Proprio per dare una scossa allo stallo sentimentale del fratello, Francesca ha ordito per mesi una truffa ai suoi danni, chattando con l'appassionato Adelchi, spacciandosi per Claudio e combinando un incontro tra i due per Capodanno. Incontro a cui il reticente Claudio non può andare solo, perché Adelchi vive con la sorella Silvia, psicologicamente instabile a seguito della rottura con l'ex compagno. Ma Francesca, almeno fino alla mezzanotte, è oggetto di monopolio da parte della capricciosa fidanzata, e quindi ecco giungere in soccorso Mara, ruspante romana doc, ex di Francesca e, sorpresa, anche ex di Silvia, con cui aveva avuto un flirt adolescenziale dagli esiti non del tutto risolti, perlomeno dal suo punto di vista. A completare la compagnia il Marco di cui sopra, migliore amico di Adelchi e fresco di nuovo amore, un argentino palestrato e troppo incline al divertimento che ne suscita la gelosia più cocente. Come spesso accade, galeotta sarà la notte di Capodanno: nel creare nuovi amori, nel riaccendere passioni antiche o nel convincere qualcuno a far fare un salto di qualità alla propria relazione. Ma quello che succede a Capodanno, anche se a volte sarebbe opportuno, non si ferma a Capodanno: e sei mesi dopo, ciò che, nell'atmosfera gravida di speranze dell'ultima notte dell'anno, sembrava tanto promettente e giusto, comincia a mostrare qualche segno di cedimento.

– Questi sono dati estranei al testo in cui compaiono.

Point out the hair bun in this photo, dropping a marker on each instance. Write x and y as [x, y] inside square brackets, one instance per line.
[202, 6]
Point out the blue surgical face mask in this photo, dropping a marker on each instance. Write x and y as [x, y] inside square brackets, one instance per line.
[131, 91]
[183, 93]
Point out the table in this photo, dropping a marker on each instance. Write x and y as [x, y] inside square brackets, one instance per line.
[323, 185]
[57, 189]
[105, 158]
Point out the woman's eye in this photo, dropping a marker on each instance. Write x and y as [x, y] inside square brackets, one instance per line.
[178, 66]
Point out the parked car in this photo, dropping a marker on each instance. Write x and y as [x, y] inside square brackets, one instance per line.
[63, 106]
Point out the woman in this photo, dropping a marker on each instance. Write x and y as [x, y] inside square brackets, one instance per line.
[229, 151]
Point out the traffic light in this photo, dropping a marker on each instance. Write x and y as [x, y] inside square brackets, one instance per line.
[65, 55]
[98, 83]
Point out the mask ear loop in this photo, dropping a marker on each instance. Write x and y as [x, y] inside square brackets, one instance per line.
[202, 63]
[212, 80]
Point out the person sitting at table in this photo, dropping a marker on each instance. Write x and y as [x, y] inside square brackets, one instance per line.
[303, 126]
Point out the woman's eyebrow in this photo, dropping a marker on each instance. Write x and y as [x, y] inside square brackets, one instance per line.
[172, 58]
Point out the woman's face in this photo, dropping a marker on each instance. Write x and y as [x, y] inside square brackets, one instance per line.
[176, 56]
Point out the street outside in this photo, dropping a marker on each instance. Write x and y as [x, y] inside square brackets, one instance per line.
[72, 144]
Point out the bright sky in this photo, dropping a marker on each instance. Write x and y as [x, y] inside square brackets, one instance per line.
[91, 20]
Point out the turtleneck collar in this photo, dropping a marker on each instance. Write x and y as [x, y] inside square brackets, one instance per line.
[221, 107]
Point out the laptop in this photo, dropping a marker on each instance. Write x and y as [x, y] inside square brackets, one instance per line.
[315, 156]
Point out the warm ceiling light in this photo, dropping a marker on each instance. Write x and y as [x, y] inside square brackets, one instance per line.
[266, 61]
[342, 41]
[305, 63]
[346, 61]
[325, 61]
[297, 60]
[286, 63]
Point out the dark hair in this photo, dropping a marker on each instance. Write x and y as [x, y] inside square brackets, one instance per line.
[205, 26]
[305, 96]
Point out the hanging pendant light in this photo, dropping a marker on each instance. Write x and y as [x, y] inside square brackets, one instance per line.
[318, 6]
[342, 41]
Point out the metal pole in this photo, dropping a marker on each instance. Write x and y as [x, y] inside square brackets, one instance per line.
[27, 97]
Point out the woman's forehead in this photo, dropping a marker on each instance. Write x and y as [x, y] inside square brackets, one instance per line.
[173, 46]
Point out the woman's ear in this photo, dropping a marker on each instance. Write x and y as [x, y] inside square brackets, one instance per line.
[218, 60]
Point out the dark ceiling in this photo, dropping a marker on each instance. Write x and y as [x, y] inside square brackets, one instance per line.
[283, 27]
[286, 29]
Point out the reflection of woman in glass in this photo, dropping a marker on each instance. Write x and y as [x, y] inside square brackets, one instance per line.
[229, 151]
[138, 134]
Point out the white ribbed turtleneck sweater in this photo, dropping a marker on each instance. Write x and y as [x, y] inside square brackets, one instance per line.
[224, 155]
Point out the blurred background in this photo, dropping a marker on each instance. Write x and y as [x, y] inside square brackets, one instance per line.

Non è nuova al cinema la formula dell'intreccio tra coppie, un espediente sempre efficace per mettere a confronto diversi approcci, più o meno opportuni, più o meno devastanti, all'amore e alle sue conseguenze. Una costruzione del genere deve quindi fondarsi su personaggi ben strutturati, veri, che sappiano rappresentare una tipologia, ma senza ricalcarla in maniera troppo pedissequa. Forti anche dell'esperienza maturata negli anni in cui la storia ha spopolato a teatro prima di essere adattata per il grande schermo, il regista e gli sceneggiatori hanno lavorato bene su questo aspetto, dando vita a un gruppo di protagonisti a cui è difficile non affezionarsi e in cui è altrettanto improbabile non trovare qualcuno in grado di ricordarci noi stessi. Come è insito nella natura della commedia, qualche esasperazione macchiettistica c'è, ma tanto il cast (su cui spiccano proprio gli interpreti dei personaggi più estremi, Elisa Di Eusanio e Diego Longobardi) quanto gli autori hanno saputo tenere ben salde le redini, riuscendo a non pregiudicare la credibilità dell'insieme. In Good as You infatti si ride, ma tanti sono anche gli spazi in cui la storia si apre alla riflessione, affrontando anche argomenti spinosi, a dimostrazione di come il mondo gay non sia fatto né soltanto di lustrini e divertimento, né soltanto di conflitti familiari e incapacità di accettare se stessi, a dispetto di come un certo cinema nostrano l'abbia saputo, o voluto, descrivere.

La necessità di affrontare così tanti spunti non ha forse permesso a ognuno di essi di essere trattato con sufficiente incisività, e anzi lo sforzo per dare spazio alle istanze di tutti si è tradotto, a tratti, in qualche passaggio un po' confusionario. Ciò non toglie che il film di Lamberti sia stato in grado di sdoganare la realtà gay dalla propria rappresentazione artefatta, che così spesso ci viene propinata, e di proporre un assunto semplice, seppur evidentemente non ancora recepito dai più: che non è l'orientamento sessuale a sancire la sensibilità, il valore, le possibilità di essere felice di un individuo, e che tra gay e etero, quando si parla di sentimenti, non c'è poi tutta questa differenza.